We ran out and onto the bus, they closed the door, and we were away.
After an hour or two we arrived in Todos Santos. We knew we were at the right place, because at the prior stop D and I had each turned to the person(s) next to us and asked “Todos Santos?” The guy next to me said ‘no’ and the guy next to D said ‘si.’ So she jumped up with her bag in hand and headed for the front of the bus until everyone else nearby who’d heard us asking said ‘no no – Todos Santos blah blah’ and pointed further up the road. Of course, another Mexican fellow who spoke perfect English was there and he explained it all. Todos Santos was the next stop.
We could tell when we arrived at Todos Santos because all of our new friends looked at us, pointing out the windows in all directions saying “Todos Santos! Si si!” We got off the bus and walked in some direction that seemed promising, then turned right and went up some street that looked promising. We passed by the Hotel California made famous by The Eagles, then the Sushi Bar (we agreed: we are not eating sushi in Mexico. I don’t like sushi and I’m not going to waste a single meal that ought to be Mexican food on some other thing that I don’t want in the first place.
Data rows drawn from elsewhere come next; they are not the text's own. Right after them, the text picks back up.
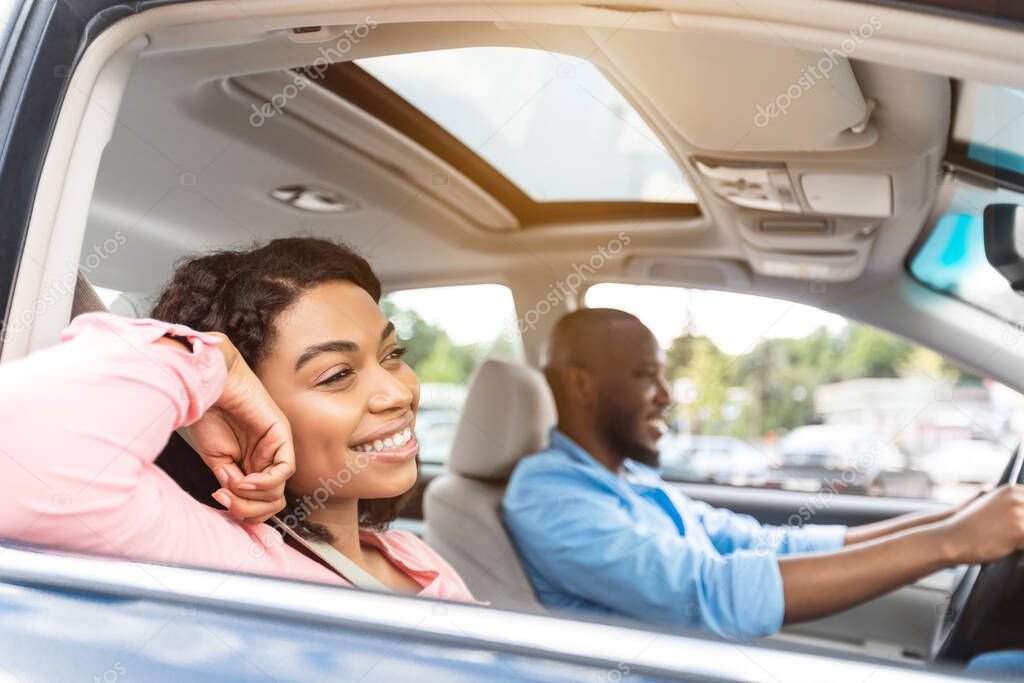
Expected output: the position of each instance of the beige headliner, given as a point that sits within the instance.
(179, 117)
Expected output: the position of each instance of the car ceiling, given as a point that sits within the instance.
(185, 171)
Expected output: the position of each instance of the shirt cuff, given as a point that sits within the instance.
(757, 606)
(203, 372)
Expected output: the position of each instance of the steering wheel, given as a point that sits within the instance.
(984, 612)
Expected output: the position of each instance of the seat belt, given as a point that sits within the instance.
(331, 556)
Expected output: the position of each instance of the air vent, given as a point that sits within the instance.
(790, 226)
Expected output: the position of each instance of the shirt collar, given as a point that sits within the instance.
(635, 473)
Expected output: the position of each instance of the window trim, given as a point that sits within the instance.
(595, 643)
(348, 81)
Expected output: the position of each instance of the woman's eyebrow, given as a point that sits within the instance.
(339, 345)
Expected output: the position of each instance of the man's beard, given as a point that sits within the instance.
(620, 431)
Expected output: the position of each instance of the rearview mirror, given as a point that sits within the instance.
(1005, 242)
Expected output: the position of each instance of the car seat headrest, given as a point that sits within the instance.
(507, 415)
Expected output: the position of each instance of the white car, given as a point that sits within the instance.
(719, 459)
(965, 462)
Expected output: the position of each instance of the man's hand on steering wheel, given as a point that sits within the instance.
(987, 527)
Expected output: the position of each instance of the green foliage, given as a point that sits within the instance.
(778, 377)
(431, 352)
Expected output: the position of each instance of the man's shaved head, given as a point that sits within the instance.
(606, 373)
(579, 337)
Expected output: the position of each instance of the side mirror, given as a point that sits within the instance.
(1005, 242)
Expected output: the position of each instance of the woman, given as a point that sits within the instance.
(290, 383)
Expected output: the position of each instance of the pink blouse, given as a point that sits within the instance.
(81, 424)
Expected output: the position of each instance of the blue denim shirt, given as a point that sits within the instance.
(633, 546)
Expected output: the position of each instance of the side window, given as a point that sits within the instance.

I’ll eat Mexican food in Japan but I won’t eat Sushi in Mexico.) We stopped at some little taco bar and ate the best tacos we’ve ever had.
By now it was dark, but D had a hand drawn map along that told us where we needed to go. Simple, really – the lady at the B&B had told us it was a 10-12 minute walk from town to our lodging. So off we went, feeling happy to have arrived and to have tummies full of Mexican Awesomeness. After we’d walked 10-12 minutes we realized that everyone here must walk really fast because we weren’t anywhere near anything other than a dirt road with a barbed wire fence on one side and a very confrontational barking pit bull on the other. About every fifty feet was a streetlamp but no one had thought to turn these things on, so we were really in the dark. I’m happy to say that the pit bull allowed us to pass and for whatever reason, didn’t venture out into the road to greet us up close.
After another 10-12 minutes (are we really walking half as fast as the locals, or did someone overpromote the convenience factor here?), we met up with a very friendly young woman who said something like “Buenos noches, blah blah Spanish asking question blah?” D responded “blah something Hotelito.” Hotelito is the name of the place we were going to stay. The nice young woman sighed, smiled, and said ‘ok,’ and began walking with us. Turned out she’s the caretaker at the place and had been waiting for us to arrive since well before we would have arrived if we’d been on the flights and buses we were supposed to be on. She was very sweet, and took plenty of time to show us to our room and explain where everything else we might need could be found.
By now it was about 9pm and we were exhausted. We kicked back on the giant bed, promptly fell asleep, and didn’t wake for something like twelve hours. Our first day of vacation wasn’t as relaxing as we’d hoped, but the second certainly was.